Dal cilindro di Alfano   un coniglio centrista

Pare che Angelino Alfano abbia in testa di salvare l’unità del Nuovo Centrodestra proponendo la formazione di un supergruppo di centro formato, in Parlamento, oltre che dagli esponenti del suo partito, da quelli dell’Unione di Centro, di Scelta Civica e dei Popolari. Se questa è la soluzione che il ministro dell’Interno pensa di aver trovato per dare una identità e un futuro agli scissionisti del vecchio Popolo della Libertà, è bene avvisarlo che si tratta di una soluzione fasulla. Non perché sulla carta non ci siano i numeri per mettere in piedi nelle aule parlamentari un’area centrista, capace di pesare maggiormente nel confronto con Matteo Renzi e di resistere con più efficacia ai richiami al ritorno alla casa di Silvio Berlusconi.

Ma perché i numeri presenti sulla carta ingannano: le vecchie centralità di stampo democristiano o post-democristiano “tornate in vita” hanno avuto sempre vita effimera e sono puntualmente naufragate al momento della verifica elettorale. E poi, quei numeri, non rivelano come in questo Parlamento non ci siano neppure le condizioni minime per dare vita a una temporanea formazione centrista, in grado di fronteggiare contemporaneamente sia il premier che il Cavaliere. Per avere informazioni sui significativi precedenti che lo dovrebbero sconsigliare di ripetere gli errori del passato, Alfano non deve far altro che informarsi presso uno dei tanti personaggi che negli ultimi vent’anni si sono scornati nel tentativo di riesumare, sia pure solo nel Palazzo, il cadavere della Democrazia cristiana. Basta che si rivolga a Casini, a Buttiglione o qualunque altro post-democristiano con qualche legislatura alle spalle per sapere come tutte le operazioni analoghe a quella da lui ipotizzata siano miseramente fallite.

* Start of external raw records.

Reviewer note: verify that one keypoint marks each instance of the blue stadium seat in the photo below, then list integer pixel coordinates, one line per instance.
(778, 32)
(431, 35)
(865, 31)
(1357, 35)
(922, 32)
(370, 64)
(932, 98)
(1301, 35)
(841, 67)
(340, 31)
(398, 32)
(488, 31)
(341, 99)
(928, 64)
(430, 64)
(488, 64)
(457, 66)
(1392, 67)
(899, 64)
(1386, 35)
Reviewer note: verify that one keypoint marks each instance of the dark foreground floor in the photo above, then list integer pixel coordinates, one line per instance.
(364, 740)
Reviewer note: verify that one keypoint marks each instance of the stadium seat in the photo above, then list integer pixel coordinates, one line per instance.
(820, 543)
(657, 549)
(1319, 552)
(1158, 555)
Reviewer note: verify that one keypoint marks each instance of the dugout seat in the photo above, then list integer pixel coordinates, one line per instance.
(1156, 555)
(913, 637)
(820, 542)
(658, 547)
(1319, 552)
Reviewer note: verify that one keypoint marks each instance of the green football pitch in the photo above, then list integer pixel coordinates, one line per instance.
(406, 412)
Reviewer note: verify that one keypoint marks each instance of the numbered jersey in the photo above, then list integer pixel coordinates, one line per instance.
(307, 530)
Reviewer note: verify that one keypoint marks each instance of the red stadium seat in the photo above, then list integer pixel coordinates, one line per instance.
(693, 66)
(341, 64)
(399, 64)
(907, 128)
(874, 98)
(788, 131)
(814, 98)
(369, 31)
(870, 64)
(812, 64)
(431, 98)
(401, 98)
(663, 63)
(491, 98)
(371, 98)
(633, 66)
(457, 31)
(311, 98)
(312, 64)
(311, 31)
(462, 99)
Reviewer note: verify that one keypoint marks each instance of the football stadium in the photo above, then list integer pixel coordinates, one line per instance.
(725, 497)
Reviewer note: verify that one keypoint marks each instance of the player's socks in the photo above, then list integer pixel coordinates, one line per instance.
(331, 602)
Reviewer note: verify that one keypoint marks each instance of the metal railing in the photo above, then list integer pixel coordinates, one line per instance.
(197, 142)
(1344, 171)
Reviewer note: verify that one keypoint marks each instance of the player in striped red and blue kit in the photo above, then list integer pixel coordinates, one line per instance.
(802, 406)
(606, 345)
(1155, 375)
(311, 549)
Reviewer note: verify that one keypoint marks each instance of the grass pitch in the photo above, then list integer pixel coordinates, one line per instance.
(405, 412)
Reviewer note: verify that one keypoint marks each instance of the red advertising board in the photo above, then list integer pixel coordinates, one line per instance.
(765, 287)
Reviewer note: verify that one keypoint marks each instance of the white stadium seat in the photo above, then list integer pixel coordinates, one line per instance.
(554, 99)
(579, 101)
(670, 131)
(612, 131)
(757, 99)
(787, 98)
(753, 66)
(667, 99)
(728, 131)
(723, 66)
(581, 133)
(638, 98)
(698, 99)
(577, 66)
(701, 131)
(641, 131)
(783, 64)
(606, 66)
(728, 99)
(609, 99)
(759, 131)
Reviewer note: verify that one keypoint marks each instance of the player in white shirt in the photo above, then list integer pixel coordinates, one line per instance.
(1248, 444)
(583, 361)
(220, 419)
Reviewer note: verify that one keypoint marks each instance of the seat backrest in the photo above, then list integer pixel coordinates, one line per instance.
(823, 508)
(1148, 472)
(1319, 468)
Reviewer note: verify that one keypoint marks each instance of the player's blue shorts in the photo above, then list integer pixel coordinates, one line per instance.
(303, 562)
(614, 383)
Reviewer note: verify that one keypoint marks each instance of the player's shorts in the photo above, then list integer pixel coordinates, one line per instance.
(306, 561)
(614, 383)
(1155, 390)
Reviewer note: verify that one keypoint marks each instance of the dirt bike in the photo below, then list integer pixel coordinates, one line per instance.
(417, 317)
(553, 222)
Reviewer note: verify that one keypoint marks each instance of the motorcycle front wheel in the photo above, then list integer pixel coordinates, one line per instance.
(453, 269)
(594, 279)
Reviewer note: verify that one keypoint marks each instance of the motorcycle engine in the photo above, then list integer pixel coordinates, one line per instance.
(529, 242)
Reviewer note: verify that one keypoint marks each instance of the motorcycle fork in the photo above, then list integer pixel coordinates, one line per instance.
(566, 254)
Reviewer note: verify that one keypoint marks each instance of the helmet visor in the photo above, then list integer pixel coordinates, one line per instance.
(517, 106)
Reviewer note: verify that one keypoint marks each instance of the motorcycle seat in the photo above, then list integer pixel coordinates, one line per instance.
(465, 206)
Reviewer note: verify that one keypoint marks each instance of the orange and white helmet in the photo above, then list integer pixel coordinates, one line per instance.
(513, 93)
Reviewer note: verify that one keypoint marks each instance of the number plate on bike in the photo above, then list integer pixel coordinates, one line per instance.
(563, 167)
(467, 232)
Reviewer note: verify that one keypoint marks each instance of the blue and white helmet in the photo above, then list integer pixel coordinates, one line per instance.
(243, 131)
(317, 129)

Se poi non si fida di Casini, Buttiglione e dei vecchi ex Dc non deve far altro che rivolgersi a Gianfranco Fini per avere maggiori dettagli su come le operazioni neo-centriste abbiano come unico destino quello di sciogliersi come neve al sole. La ragione di questi fallimenti è semplice. Le formazioni centriste di Palazzo non poggiano sul consenso popolare. Servono solo a chi le realizza per conservare più a lungo il proprio scranno parlamentare e i propri privilegi. Ma non possono, proprio per questo motivo, avere il sostegno di chi ha interessi ben diversi da quelli egoistici dei dinosauri post-democristiani in via d’estinzione. Inoltre, proprio perché le operazioni centriste di Palazzo sono segnate esclusivamente dagli egoismi personali, non hanno possibilità di successo proprio perché erose al loro interno da inconciliabili e irrefrenabili personalismi. Non c’è bisogno che Alfano si affanni troppo per verificare l’esistenza di questo fenomeno distruttivo. Basta che guardi all’interno del Nuovo Centrodestra per averne la riprova.

I vari Schifani, Quagliariello, Lorenzin, Cicchitto, Lupi e compagnia bella giocano ognuno per sé. Né più, né meno di quanto siano abituati a fare da una vita i vari Casini, Buttiglione e Mauro o quel coacervo di parlamentari di Scelta Civica dove l’unico elemento in comune è il grido del “si salvi chi può!”. Alfano, dunque, si rassegni. Può fare ogni sforzo per rallentare l’esito della parabola della sua creatura politica. Ma non può impedire una conclusione scontata. Che è quella della divisione tra chi cercherà rifugio personale presso Renzi e chi presso Berlusconi e chi, non venendo accolto dall’uno o dall’altro, se ne dovrà andare mestamente a casa.